Group Relative Policy Optimization Done Right (Dr.GRPO)

Group Relative Policy Optimization Done Right (Dr.GRPO)#

Last updated: Sep 11, 2025

Doc Author: Ziyi ZENG

alt text

Dr. GRPO is an advanced optimization method introduced to address the limitations of previous reinforcement learning approaches in enhancing the reasoning capabilities of large language models (LLMs). It specifically tackles the issue of optimization bias in Group Relative Policy Optimization (GRPO) that artificially inflates response lengths, especially for incorrect outputs. By improving token efficiency while preserving reasoning performance, Dr. GRPO enables minimalist training recipes to achieve state-of-the-art results, such as 43.3% accuracy on AIME 2024 with a 7B base model.

For more details:

Algorithm Core Parameters#

We only list the different parameters from GRPO here:

  • actor.adv_norm.mean_level: The level when calculate the mean of advantage. options: group,batch or none. In dr.GRPO, it is set to group by default.

  • actor.adv_norm.std_level: The level when calculate the std of advantage. options: group,batch or none. In dr.GRPO, it is set to none by default.

Example Usage#

The algorithm is experimental and may not be stable.

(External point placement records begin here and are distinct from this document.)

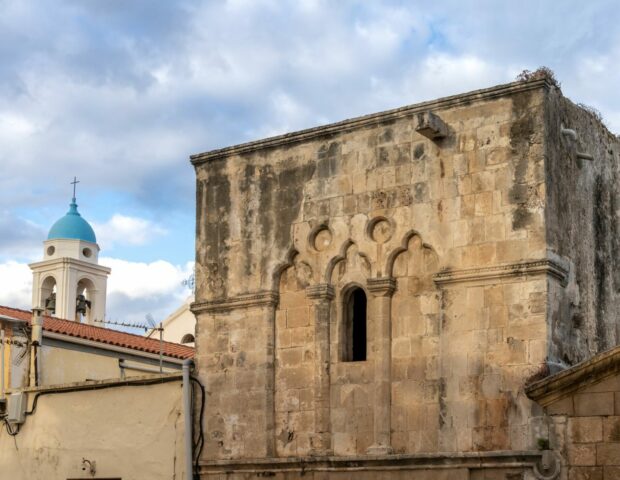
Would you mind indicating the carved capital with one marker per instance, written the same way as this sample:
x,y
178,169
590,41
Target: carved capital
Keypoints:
x,y
384,286
320,291
430,125
257,299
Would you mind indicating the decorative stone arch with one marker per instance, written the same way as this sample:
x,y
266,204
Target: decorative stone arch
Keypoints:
x,y
404,246
85,286
354,318
47,287
342,256
282,267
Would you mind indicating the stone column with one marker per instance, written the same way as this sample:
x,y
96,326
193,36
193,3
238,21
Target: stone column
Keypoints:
x,y
321,294
380,315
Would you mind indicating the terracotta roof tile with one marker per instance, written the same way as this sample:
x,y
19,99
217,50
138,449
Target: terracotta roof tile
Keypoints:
x,y
102,335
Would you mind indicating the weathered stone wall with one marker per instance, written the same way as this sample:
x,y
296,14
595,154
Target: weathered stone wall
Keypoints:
x,y
582,226
446,237
133,432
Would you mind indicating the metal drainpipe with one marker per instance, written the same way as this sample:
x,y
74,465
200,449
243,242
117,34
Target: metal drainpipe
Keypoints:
x,y
187,417
2,375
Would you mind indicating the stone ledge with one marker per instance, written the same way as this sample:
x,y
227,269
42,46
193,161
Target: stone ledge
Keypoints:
x,y
589,372
370,120
497,272
232,303
381,286
98,384
429,461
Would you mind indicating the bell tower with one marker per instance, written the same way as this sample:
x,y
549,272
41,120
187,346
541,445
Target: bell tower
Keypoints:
x,y
69,283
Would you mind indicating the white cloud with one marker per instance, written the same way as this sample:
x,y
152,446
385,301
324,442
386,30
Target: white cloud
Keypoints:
x,y
126,230
144,280
15,285
134,289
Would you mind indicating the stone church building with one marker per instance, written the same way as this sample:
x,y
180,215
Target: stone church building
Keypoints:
x,y
374,296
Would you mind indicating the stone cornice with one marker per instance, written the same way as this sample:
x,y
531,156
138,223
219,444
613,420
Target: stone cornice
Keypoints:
x,y
320,291
247,300
369,120
53,263
496,272
377,463
381,286
555,387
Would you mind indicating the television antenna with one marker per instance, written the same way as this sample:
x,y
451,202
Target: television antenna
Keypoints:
x,y
150,325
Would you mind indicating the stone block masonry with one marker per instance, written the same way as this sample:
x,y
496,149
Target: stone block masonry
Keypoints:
x,y
432,236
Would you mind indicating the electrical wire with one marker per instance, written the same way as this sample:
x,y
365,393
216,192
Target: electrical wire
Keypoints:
x,y
9,429
199,443
128,383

We recommend to change the parameter within the configuration file (i.e.gsm8k_drgrpo.yaml).

Backend

CMD

local

python3 -m areal.launcher.local examples/math/gsm8k_drgrpo.py --config examples/math/gsm8k_drgrpo.yaml --<other_args_to_overwrite>

ray

python3 -m areal.launcher.ray examples/math/gsm8k_drgrpo.py --config examples/math/gsm8k_drgrpo.yaml --<other_args_to_overwrite>

slurm

python3 -m areal.launcher.slurm examples/math/gsm8k_drgrpo.py --config examples/math/gsm8k_drgrpo.yaml --<other_args_to_overwrite>

Baselines#

We still lack baseline, welcome to contribute!